In the noirish opening scene, a middle-aged man (Stellan Skarsgard) out for an evening stroll stumbles across a brutally beaten and barely conscious woman (Charlotte Gainsbourg) lying in a dark alley. Despite red flags (she adamantly refuses to be taken to a hospital or to file a police report), the kindhearted gentleman takes her to his modest apartment to recuperate. The man, who is named Seligman, tucks her into bed in a fatherly fashion and offers her tea and sympathy.
Naturally, he is curious about how she got herself in this predicament. While initially reticent to open up to this total stranger, the woman, who simply calls herself “Joe”, decides to start from the very beginning. In fact, she’s about to give him quite an earful; she informs Seligman that she is a self-diagnosed nymphomaniac and begins a full confessional (according to Google, elig is German for “blessed”…interpret that as you wish).
And so begins Joe’s Scheherazadian tale, with four actresses playing her at various ages from toddler through young womanhood (most of Young Joe’s screen time belongs to 22 year-old newcomer Stacy Martin).
We learn how Joe (as a toddler) first discovers her sexuality. Later, she recounts how she chooses to be deflowered (as a teenager) at the hands of a self-absorbed lunkhead named Jerome (Shia LaBeouf), who displays more passion for tinkering with his motorcycle. We eventually witness the most defining moment of her budding proclivity, when her more sexually precocious BFF, “B” (Sophie Kennedy Clark) talks her into a one-on-one contest: whoever accrues the most zipless fucks by the end of a several-hour train ride wins a bag of sweets.
Joe recounts a close relationship with her father (Christian Slater), a bit of a cosmic muffin who takes her on nature walks and delivers soliloquies about flora (“It’s actually the souls of the trees we’re seeing in the winter,” he assures her). The story occasionally returns to the present tense, mostly so fly fishing enthusiast Seligman can interject metaphorical observations via quotes from The Compleat Angler.
As Joe drones on, dispassionately cataloging her exploits, one word remains conspicuously absent: “love”. Alas, Joe’s wild sexual odyssey has been like a ride through the desert on a horse with no name…’cause there ain’t no one for to give you no pain.
Joe’s emotional disconnect comes to the fore in a seriocomic scene that could have dropped in from a Woody Allen film. Joe remains nonplussed while being confronted by the apoplectic wife of one of her lovers (Uma Thurman), who has trailed her cheating hubby to Joe’s apartment with kids in tow. “Let’s go see Daddy’s favorite place!” the spurned wife spits with mock perkiness, as she points her children toward “the whoring bed”, adding “It’ll stand you in good stead later in therapy”. In her brief 5-minute turn Thurman nearly steals the film with what I’d call an Oscar-worthy performance.

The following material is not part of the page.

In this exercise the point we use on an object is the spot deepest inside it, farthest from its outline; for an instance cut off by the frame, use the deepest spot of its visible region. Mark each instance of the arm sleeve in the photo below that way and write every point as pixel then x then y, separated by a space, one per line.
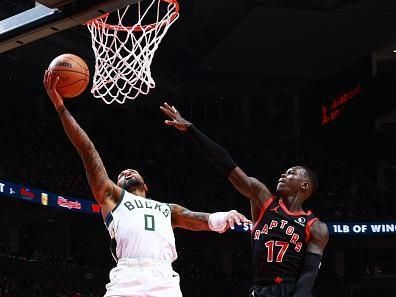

I feel like I’m only giving you half a review, because there is a Vol. 2 which I haven’t seen yet (it opens in Seattle April 4). So in that context, I suppose that the worthiness of Vol. 1 can be best determined by whether von Trier left me wanting more. And…He did. I’m dying to know (as Paul Harvey used to say) “the rest of the story”. Like nearly all of the director’s films, prepare to be challenged, repulsed, amused, befuddled, even shocked…but never bored.
A word about the “controversial” sex scenes, which are being labeled “pornographic” by some. Really? It’s 2014, and we’re still not over this hurdle? I have to chuckle, for two reasons: 1) this is really nothing new in cinema, especially when it comes to Scandinavian filmmakers, who have always been ahead of the curve in this department. Am I the only one who remembers the “controversial” full frontal nudity and “pornography” in the Swedish film I Am Curious (Yellow)…which played in U.S. theaters 47 flippin’ years ago, fergawdsake? And 2) at the end of the day, Nymph()maniac Vol. 1 isn’t about the sex, any more than the director’s apocalyptic drama Melancholia was about the end of the world. And as any liberated adult who may have glimpsed genitalia in a film (or locker room), and lived to tell the tale, will attest, that ain’t the end of the world, either.